On 02/27/2012 04:27 PM, Zach Brown wrote:
> On 02/27/2012 04:19 PM, Dave Kleikamp wrote:
>> This patchset was begun by Zach Brown and was originally submitted for
>> review in October, 2009.
> 
> Man, it's been a while.  I remembered almost none of the details of this
> work when I read your introductory message.  As I read the patches it
> all came flooding back, though.  Yikes :).
> 
> My biggest fear about this patch series is the sheer amount of very
> fiddly code motion.  I remember spending a lot of time verifying that
> the patches didn't accidentally lose new changes as the patches were
> ported to newer kernels.
>
> Has someone gone through these most recent patches with an absurdly fine
> toothed comb?  The patches that touch fs/direct-io.c and mm/filemap.c
> are the most risky, by far.

I was pretty careful porting these patches, trying not to lose the
effects of any newer changes to the affected functions. It wouldn't hurt
to go through them again, but I am putting it out as an RFC since I
don't think these are ready to merge quite yet.

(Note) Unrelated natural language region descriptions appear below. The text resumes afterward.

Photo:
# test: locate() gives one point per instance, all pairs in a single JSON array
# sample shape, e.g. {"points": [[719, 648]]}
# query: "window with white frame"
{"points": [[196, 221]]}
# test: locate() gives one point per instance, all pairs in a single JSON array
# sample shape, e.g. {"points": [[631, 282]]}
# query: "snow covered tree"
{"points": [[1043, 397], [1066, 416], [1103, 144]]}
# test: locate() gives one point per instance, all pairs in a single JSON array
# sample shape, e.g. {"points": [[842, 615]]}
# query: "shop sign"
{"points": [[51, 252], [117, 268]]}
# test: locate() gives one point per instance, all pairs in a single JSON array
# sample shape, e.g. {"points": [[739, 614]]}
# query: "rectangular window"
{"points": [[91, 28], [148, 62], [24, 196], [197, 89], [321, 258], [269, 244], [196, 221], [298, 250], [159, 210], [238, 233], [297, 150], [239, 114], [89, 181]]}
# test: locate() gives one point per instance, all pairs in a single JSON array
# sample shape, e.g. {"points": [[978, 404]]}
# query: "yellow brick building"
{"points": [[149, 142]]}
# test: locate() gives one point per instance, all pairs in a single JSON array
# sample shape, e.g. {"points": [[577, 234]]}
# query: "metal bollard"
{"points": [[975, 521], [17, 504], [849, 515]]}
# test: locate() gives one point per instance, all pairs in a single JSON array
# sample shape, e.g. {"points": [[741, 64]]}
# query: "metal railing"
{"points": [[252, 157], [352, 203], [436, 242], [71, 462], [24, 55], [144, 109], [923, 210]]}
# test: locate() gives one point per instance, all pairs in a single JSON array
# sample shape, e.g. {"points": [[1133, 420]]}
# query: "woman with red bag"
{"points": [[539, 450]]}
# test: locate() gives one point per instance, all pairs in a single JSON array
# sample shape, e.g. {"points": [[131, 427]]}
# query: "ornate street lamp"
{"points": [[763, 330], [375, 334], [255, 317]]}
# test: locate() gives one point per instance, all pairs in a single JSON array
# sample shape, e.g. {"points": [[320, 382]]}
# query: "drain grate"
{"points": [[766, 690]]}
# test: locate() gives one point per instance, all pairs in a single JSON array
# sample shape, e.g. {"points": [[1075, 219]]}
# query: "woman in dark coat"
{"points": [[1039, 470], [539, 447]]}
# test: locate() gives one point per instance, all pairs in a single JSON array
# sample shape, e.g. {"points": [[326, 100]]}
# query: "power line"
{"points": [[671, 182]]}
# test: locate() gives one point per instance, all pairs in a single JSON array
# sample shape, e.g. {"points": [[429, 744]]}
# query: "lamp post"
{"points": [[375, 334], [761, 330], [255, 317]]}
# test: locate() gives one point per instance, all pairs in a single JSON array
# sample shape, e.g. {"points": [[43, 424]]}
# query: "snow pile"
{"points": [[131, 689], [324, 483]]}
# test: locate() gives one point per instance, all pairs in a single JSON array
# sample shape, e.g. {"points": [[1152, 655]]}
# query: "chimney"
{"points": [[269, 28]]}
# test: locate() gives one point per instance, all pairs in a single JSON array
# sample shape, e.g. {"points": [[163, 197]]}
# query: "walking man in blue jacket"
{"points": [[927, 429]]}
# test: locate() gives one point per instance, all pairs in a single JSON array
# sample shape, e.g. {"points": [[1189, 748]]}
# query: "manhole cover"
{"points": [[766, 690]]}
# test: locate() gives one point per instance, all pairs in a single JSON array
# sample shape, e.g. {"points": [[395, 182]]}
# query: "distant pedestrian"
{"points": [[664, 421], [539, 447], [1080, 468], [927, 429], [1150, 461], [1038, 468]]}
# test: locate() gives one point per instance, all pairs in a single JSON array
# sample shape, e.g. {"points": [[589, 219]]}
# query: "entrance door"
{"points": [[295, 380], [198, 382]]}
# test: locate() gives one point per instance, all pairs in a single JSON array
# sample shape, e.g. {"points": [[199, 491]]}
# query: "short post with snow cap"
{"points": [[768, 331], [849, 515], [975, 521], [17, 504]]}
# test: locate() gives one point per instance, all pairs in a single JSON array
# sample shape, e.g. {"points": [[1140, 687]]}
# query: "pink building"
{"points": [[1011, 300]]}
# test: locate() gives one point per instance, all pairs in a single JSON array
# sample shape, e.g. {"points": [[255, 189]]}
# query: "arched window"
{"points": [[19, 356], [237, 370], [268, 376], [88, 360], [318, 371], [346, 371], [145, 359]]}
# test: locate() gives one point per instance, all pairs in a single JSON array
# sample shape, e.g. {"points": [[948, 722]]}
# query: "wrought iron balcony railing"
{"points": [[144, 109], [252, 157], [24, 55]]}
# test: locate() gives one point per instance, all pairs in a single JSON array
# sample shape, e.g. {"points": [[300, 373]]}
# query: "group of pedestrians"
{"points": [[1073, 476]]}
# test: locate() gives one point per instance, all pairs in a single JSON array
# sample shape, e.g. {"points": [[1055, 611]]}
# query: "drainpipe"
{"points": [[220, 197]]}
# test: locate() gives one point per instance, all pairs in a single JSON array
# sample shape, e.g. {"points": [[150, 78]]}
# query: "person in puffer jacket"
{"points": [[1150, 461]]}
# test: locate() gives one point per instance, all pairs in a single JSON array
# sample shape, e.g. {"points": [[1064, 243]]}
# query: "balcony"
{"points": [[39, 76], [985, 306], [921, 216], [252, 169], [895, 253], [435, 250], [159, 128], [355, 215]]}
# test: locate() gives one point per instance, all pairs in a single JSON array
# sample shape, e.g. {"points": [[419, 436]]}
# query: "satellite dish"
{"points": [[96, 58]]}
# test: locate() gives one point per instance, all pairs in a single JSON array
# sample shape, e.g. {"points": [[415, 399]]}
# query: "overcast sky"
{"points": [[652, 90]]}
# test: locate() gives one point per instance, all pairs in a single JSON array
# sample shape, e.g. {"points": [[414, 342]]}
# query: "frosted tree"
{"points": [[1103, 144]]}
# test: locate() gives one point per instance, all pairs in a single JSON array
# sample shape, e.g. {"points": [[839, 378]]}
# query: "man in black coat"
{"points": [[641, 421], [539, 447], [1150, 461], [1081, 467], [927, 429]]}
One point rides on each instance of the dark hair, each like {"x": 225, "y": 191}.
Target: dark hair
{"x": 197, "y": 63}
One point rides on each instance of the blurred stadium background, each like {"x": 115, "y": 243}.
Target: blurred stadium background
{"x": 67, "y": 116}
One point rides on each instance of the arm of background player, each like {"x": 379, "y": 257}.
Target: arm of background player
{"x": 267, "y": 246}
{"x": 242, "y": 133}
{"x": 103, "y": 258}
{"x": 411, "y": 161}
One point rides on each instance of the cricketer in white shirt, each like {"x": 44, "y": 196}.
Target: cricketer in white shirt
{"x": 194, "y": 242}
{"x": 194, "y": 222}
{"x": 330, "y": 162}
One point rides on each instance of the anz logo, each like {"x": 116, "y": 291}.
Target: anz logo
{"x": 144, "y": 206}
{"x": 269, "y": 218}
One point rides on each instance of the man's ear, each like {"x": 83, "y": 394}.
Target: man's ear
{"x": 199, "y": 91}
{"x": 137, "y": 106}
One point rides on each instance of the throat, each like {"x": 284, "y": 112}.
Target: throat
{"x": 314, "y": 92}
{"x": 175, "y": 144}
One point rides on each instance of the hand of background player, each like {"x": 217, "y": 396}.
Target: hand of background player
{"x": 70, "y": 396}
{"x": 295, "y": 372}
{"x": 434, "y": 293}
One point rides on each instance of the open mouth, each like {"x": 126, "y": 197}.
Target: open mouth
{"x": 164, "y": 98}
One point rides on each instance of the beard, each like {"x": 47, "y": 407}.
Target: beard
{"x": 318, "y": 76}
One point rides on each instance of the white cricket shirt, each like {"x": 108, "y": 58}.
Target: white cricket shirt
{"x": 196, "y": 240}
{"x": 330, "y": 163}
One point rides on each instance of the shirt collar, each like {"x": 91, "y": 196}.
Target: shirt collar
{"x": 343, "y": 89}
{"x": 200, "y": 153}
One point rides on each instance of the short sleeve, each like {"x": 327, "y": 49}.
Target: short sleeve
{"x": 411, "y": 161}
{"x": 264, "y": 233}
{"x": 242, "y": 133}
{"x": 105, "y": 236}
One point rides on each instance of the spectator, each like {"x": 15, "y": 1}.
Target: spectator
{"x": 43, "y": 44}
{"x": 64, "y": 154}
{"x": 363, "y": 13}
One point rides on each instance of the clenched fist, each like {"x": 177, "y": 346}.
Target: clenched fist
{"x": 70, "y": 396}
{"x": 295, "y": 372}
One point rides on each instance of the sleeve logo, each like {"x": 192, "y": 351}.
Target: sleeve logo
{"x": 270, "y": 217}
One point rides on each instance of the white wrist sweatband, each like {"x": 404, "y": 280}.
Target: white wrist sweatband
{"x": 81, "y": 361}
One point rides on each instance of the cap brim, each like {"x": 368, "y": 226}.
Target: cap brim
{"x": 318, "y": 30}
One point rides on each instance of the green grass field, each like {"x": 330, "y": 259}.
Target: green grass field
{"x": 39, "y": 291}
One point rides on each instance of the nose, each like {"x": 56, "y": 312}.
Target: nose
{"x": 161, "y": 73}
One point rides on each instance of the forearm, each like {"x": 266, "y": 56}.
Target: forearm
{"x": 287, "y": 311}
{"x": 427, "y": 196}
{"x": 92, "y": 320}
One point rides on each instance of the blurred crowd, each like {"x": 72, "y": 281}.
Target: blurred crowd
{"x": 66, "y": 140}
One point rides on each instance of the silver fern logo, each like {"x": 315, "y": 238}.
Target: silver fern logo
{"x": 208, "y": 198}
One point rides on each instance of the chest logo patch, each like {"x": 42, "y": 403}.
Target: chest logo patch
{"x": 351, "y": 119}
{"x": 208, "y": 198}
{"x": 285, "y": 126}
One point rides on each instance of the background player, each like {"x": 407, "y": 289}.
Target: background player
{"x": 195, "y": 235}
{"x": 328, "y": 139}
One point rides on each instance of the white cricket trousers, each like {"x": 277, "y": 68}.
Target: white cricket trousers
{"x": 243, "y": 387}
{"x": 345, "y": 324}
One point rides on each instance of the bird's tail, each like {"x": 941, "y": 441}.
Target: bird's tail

>> This series was written to reduce the current overhead loop imposes by
>> performing synchronus buffered file system IO from a kernel thread. 
>> These
>> patches turn loop into a light weight layer that translates bios into
>> iocbs.
> 
> It'd be worth including some simple benchmark results, I think.  I
> remember testing with concurrent O_DIRECT aio with fio on a loopback
> device on top of files in each underlying file system.

Actually, some preliminary tests I ran showed a significant slowdown. I
suspect it may have to do with the unconditional setting of O_DIRECT,
but I haven't verified that yet. I'll do further performance analysis,
but I wanted to get some eyes on this in the mean time.